Management education was a long established subject of study at UMIST. As the Manchester Municipal College of Technology, it had been one of the pioneers in this area, when it set up the Department of Industrial Administration in 1918. The Department had been backed by leading Manchester industrialists such as Samuel Turner and Charles Renold. Its first Director was A F Kent, who was recruited from the University of Bristol, and had made his name in industrial psychology.
In 1926 the Department was recognised an "an integral department in the College". It offered a range of short courses for both University and vocational students, including a one-year diploma course and special courses in "administration" for engineers and for chemists. Department staff also undertook extra-mural work, delivering lectures for local businesses. Although the inter-war period proved difficult for the Department, during the Second World War concerns about post-war economic reconstruction led to renewed interest in management education. The Department was active in these discussions; it sponsored a conference on "Training for Industrial Management" in May 1945, and it was involved with the Manchester Joint Research Board, which had been set up in 1944 to bring together University academics and local industries. The Department also published a series of Mon graphs on Higher Management, based on lectures delivered at the Department by leading theorists like Lyndall Urwick and Wilfred Brown.
Under the Principalship of Vivian Bowden, appointed in 1952, Manchester College of Science and Technology (as the College became in 1956) underwent a major expansion. Although Bowden himself had no great interest in management as an academic subject, the subject came to be seen of considerable importance to the College's broader aims of developing close and mutually beneficial relations with industry. Bowden recruited Reginald Revans to the chair of management in 1955. Revans (1907-2003) was a highly original management thinker, well-known for his work on Action Learning, and he successfully developed Department's research profile, particularly in areas like work study and productivity.
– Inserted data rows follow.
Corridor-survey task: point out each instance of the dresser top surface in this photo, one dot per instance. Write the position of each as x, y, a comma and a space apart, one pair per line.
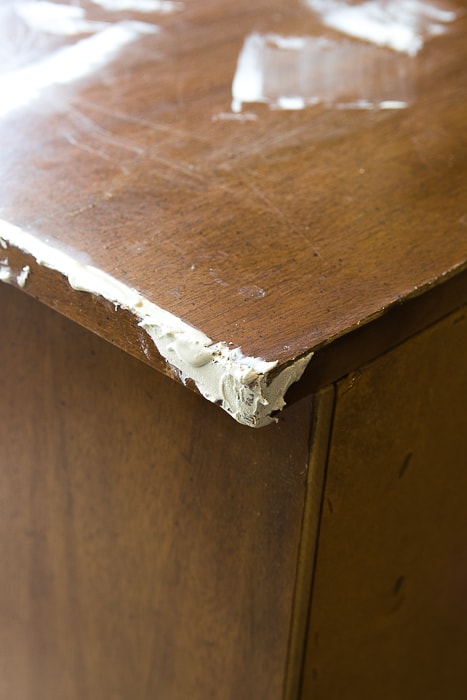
272, 174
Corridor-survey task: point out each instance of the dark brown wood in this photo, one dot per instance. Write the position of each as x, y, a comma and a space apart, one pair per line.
148, 543
277, 234
388, 612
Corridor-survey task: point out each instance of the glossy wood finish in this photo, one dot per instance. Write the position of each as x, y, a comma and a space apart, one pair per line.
148, 543
388, 612
278, 233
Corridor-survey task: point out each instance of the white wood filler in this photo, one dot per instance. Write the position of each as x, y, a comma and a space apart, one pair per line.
21, 87
162, 6
291, 73
246, 387
402, 25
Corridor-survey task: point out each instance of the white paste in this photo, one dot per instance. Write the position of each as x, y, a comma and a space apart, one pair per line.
163, 6
21, 87
51, 18
6, 274
246, 387
402, 25
291, 73
23, 275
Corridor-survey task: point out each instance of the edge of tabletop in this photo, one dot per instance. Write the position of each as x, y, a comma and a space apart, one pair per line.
253, 391
249, 388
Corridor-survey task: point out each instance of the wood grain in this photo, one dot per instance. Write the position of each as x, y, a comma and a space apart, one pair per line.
278, 234
388, 612
148, 543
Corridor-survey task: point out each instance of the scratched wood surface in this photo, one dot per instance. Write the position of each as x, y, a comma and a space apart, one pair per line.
388, 609
148, 543
277, 232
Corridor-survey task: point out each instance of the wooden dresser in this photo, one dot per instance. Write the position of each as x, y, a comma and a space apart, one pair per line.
231, 205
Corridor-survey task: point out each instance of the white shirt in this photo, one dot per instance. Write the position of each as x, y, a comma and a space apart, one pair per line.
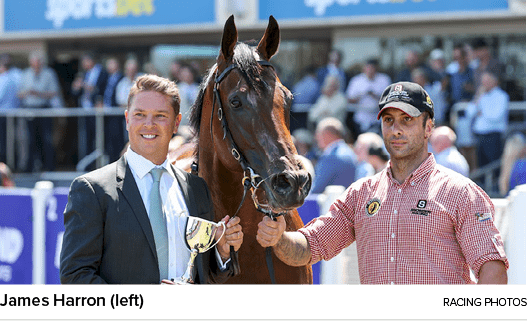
174, 207
452, 158
494, 108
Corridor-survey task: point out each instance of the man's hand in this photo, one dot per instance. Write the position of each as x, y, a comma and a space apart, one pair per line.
269, 231
233, 236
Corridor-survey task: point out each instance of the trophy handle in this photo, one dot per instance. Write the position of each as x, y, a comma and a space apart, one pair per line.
222, 233
182, 235
186, 279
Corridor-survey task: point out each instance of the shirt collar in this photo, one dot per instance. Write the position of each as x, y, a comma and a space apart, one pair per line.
424, 169
142, 166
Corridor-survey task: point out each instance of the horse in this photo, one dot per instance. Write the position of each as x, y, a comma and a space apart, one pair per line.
240, 121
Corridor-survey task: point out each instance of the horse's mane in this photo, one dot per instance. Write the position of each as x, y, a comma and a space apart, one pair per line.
245, 60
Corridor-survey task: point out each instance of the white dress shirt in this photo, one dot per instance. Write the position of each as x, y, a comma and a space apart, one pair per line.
174, 207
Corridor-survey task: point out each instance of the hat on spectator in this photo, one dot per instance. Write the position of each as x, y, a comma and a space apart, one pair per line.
437, 54
408, 97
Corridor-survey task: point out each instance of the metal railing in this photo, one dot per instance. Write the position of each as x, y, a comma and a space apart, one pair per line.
85, 158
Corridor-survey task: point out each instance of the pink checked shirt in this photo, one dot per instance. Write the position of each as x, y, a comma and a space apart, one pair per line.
431, 229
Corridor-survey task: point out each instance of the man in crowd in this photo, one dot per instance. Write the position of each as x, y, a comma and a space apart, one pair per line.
337, 163
363, 90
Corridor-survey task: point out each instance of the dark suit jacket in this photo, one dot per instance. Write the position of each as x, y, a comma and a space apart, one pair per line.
108, 237
335, 167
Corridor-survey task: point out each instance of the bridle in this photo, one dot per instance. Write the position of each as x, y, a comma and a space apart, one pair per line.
251, 180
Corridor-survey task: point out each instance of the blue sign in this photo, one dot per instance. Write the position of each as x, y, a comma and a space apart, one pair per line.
308, 211
43, 15
16, 237
302, 9
54, 233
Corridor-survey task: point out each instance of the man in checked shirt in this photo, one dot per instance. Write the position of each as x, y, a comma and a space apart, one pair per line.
415, 222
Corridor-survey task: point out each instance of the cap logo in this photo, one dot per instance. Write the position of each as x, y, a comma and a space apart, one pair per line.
428, 100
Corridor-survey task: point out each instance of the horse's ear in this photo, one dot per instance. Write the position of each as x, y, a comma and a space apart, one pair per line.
268, 46
229, 38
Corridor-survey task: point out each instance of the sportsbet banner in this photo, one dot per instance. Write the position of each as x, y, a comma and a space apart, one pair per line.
17, 234
16, 237
306, 9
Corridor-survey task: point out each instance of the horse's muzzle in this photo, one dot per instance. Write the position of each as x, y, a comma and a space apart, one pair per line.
290, 188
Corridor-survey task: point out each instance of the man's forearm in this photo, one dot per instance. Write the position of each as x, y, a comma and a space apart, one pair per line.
493, 273
293, 249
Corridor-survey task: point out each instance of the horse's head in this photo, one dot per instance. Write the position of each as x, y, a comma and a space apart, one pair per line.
250, 121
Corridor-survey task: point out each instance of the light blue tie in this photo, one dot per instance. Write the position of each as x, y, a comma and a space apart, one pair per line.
158, 222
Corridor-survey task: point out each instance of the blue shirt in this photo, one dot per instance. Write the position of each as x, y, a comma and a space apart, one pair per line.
457, 81
492, 112
8, 92
336, 166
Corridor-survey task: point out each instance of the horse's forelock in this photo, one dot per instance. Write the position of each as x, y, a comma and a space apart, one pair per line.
196, 109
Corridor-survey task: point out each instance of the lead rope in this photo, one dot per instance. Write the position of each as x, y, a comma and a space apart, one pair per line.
247, 181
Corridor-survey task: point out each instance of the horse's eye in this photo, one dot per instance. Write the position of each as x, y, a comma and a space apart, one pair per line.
235, 103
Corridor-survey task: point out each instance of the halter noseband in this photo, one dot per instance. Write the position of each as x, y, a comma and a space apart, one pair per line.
251, 180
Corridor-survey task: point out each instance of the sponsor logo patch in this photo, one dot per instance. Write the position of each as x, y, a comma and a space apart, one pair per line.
421, 204
484, 216
372, 207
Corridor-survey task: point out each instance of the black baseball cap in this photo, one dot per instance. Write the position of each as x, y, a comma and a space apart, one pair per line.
408, 97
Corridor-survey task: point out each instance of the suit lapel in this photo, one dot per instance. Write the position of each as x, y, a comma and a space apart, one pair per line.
126, 183
193, 210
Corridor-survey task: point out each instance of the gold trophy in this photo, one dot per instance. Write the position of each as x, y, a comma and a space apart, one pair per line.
199, 235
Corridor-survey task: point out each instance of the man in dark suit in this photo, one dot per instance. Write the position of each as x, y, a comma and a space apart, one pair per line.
337, 163
112, 234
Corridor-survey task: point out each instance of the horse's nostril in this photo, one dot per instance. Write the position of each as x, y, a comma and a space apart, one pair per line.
282, 183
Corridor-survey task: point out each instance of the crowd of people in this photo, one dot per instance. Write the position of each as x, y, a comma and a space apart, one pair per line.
472, 77
399, 194
100, 83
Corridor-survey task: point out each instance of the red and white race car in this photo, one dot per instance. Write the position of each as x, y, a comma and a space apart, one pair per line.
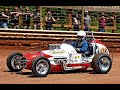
62, 57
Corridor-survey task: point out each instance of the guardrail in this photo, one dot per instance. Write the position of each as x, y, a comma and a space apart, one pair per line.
31, 39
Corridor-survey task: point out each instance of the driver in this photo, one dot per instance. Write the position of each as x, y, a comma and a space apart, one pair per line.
81, 45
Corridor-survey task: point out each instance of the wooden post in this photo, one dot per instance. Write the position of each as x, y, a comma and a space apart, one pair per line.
114, 22
82, 25
69, 19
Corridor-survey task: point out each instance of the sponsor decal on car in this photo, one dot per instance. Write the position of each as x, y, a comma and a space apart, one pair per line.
57, 52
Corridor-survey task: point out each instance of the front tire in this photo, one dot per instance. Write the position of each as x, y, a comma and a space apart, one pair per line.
40, 67
13, 62
101, 63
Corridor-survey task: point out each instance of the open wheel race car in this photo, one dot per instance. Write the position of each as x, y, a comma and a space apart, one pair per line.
62, 57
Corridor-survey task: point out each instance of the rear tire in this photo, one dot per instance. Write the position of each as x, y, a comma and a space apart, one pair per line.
40, 67
13, 59
101, 63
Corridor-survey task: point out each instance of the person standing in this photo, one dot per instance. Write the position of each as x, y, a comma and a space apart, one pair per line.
76, 23
87, 21
3, 18
102, 22
49, 19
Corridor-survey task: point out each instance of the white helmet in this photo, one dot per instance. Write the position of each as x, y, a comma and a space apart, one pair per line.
81, 33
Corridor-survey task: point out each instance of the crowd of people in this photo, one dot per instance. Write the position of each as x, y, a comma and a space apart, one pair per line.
12, 17
7, 17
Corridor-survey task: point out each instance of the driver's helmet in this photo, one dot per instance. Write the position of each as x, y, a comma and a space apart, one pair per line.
81, 33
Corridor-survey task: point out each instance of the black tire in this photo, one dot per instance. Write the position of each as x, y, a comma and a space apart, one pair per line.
97, 62
9, 61
41, 60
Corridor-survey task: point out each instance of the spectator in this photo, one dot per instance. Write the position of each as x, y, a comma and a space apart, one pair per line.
49, 19
36, 18
76, 23
3, 18
7, 12
102, 22
87, 21
27, 15
15, 17
81, 44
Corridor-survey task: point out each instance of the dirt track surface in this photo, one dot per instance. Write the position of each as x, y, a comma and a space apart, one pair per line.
6, 77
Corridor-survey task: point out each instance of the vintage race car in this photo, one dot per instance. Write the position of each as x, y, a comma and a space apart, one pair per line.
62, 57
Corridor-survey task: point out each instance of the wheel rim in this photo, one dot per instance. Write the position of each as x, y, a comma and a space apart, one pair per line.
15, 62
42, 67
104, 63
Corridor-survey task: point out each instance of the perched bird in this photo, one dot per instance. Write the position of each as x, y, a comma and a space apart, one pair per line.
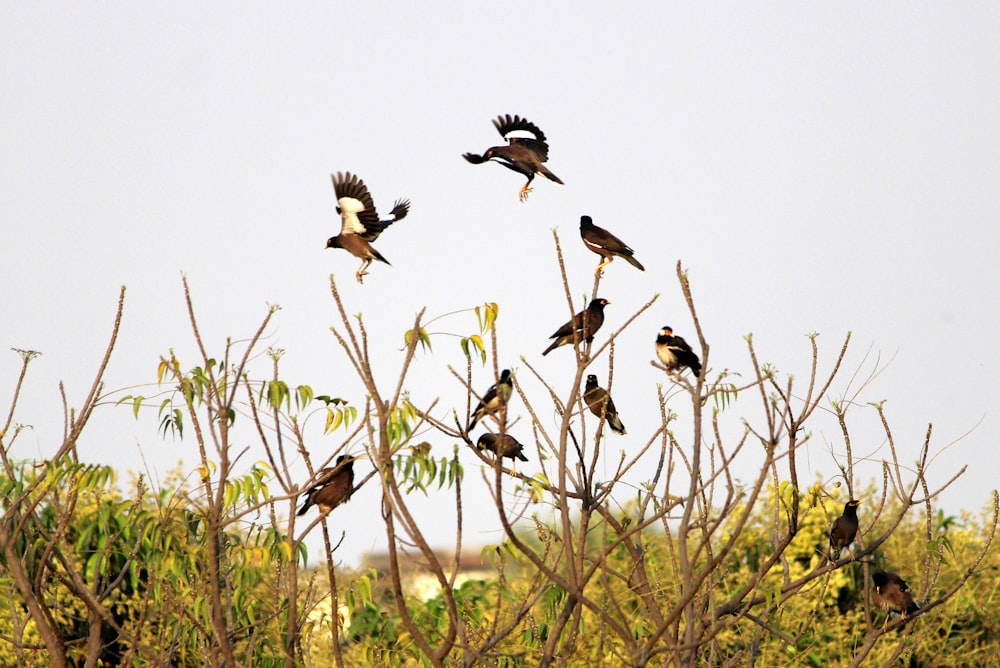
605, 244
893, 595
495, 398
601, 404
524, 155
359, 220
333, 486
675, 353
844, 529
504, 445
585, 324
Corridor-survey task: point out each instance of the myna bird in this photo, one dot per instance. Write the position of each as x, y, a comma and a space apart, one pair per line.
585, 324
503, 445
601, 404
359, 220
675, 353
893, 595
333, 486
605, 244
524, 155
844, 529
495, 398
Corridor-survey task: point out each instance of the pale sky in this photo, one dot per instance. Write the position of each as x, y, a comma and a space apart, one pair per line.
816, 168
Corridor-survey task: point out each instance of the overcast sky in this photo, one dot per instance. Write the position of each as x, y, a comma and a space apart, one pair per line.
816, 168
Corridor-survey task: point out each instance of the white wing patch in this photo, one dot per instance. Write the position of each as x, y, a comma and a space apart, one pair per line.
666, 354
349, 210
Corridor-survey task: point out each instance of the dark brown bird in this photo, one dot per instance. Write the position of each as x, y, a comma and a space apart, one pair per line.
333, 486
601, 404
844, 529
893, 595
605, 244
504, 445
675, 353
524, 155
495, 398
359, 223
585, 324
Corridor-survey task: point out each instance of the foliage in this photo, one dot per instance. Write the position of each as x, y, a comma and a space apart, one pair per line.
689, 566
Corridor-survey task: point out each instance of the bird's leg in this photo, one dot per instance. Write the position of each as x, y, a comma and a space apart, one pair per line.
361, 271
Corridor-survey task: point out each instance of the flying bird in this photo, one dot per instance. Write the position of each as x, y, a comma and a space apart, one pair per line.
675, 353
524, 155
495, 398
893, 595
605, 244
504, 445
844, 529
360, 224
585, 324
601, 404
333, 486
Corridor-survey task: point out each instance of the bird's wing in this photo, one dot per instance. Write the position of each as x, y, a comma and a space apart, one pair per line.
567, 329
521, 131
677, 343
599, 238
357, 211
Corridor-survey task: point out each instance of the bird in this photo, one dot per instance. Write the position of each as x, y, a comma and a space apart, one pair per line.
504, 445
675, 353
360, 224
584, 324
494, 400
524, 155
605, 244
333, 486
844, 529
601, 404
893, 595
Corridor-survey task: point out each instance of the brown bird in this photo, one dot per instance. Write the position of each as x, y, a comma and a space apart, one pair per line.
601, 404
844, 529
675, 353
584, 324
504, 445
893, 595
524, 155
333, 487
495, 398
359, 223
605, 244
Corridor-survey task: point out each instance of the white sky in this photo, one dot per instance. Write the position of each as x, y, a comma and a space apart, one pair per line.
816, 168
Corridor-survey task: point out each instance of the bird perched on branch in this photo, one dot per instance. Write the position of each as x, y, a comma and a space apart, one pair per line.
844, 529
605, 244
359, 222
601, 404
893, 595
495, 398
503, 445
333, 486
523, 154
675, 353
585, 324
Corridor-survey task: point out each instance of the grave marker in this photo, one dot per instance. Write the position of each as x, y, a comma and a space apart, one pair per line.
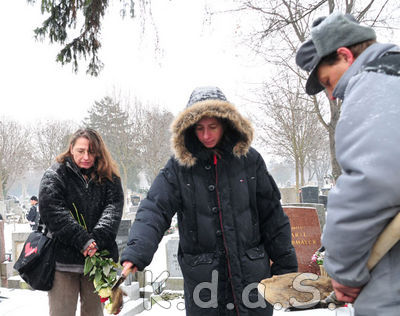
306, 235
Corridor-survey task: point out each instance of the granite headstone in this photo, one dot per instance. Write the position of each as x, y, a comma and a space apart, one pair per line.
123, 234
306, 235
309, 194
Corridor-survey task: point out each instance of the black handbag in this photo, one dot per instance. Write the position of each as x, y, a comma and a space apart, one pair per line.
36, 263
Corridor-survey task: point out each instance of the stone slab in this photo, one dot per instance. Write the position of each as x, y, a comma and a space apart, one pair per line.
321, 211
174, 284
289, 195
306, 234
172, 258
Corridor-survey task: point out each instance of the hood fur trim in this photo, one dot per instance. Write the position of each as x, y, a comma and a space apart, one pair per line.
209, 108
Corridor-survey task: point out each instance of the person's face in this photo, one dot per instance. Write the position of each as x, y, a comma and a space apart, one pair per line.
329, 75
83, 158
209, 131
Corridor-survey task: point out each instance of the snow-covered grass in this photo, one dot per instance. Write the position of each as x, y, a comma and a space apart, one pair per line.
35, 303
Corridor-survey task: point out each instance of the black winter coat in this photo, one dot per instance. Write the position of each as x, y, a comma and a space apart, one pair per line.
65, 196
230, 220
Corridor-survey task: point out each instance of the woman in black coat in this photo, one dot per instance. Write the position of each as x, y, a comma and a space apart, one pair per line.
81, 202
233, 231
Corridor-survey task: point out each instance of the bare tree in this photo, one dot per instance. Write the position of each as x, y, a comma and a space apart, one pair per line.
318, 162
15, 153
50, 139
155, 140
288, 125
114, 124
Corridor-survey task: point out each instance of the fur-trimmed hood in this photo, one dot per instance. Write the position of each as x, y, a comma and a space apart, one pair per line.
209, 102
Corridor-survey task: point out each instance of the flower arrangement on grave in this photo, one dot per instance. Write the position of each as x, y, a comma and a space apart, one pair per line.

In 1963, the Franks Report on management education recommended setting up business schools in London and Manchester. The Department had hoped to be the nucleus of the Manchester school, but in the event, Manchester Business School was established independently of the Department (with closer links to the University of Manchester). It was MBS which would take responsibility for teaching the master of business administration (MBA) degree. The Department's response to this was innovative; it developed management education as an undergraduate subject, and UMIST was the first university to offer an undergraduate degree in management sciences in 1965. The degree was offered at both honours and ordinary level, and included modules in industrial finance and control, operational research, marketing, industrial engineering and behavioural science. The Department continued to teach masters degrees and Ph.D.s, as well as joint degrees, such as the degree of Engineering Manufacture and Management developed in the late 1970s.
In 1965 the Department was renamed the Department of Management Sciences, and by the early 1970s it had become the largest undergraduate department at UMIST. The significant increase in student and staff numbers required the department to move to new premises in the Maths and Social Sciences tower in 1970.
Under the leadership of Ronald Beresford Dew, significant academic appointments were made including Roland Smith, Leonard Neal, Peter Smith, Ken Lomax, Cary Cooper, John Goodman and Bob Hollier. They helped develop the Department's growing reputation for research. This was recognized when the Department was classed as "outstanding" by the UGC in its research assessment of 1986. The Manchester School of Management (as the Department was renamed in 1988) continued to be one of the best performers in both the Research Assessment Exercises (RAE) and teaching quality exercises up to 2004.
The 1990s saw greater cooperation between the School of Management, Manchester Business School and the University of Manchester's Department of Accounting and Finance (DAF). In 1990 a joint degree in accounting with the Department of Accounting and Finance was offered, and in December 1990 there was agreement in principle to establish a federal school of business, comprising MSM, MBS and DAF. This was achieved in 1994 when the Manchester Federal School of Business and Management was established with MSM, MBS, DAF and a University of Manchester research unit, Policy Research in Engineering, Science and Technology (PREST) as members. The primary purpose of the Federal School was to encourage cooperation in research in areas of shared interest and expertise. This led to the creation of research centres such as the Centre for Research on Innovation and Competition the Financial Services Research Centre and the Quality Management Research Centre.
In 1995, the School undertook a major reform of the B. Sc. degree, introducing five specialised variants (decision science, employment and organization, human resources, international business economics, and marketing). Degrees in international management with French, German and American Business Studies were launched. The School also taught management modules to students on other degree courses such as computer sciences, physics,and maths. External collaborations were developed with the Chartered Institute of Bankers, Times Publishing of Singapore and PricewaterhouseCoopers.
In August 1998 the School of Management moved to a new building at Booth Street, close to the MBS and School of Accounting and Finance. By 2000 the School had over a thousand students and over 100 staff. In 2004, with the creation of The University of Manchester, the Federal School was dissolved and MSM, MBS, School of Accounting and Finance, and Institute of Innovation Research (IoIR) amalgamated to form a new body, known as the Manchester Business School, which was part of the Faculty of Humanities.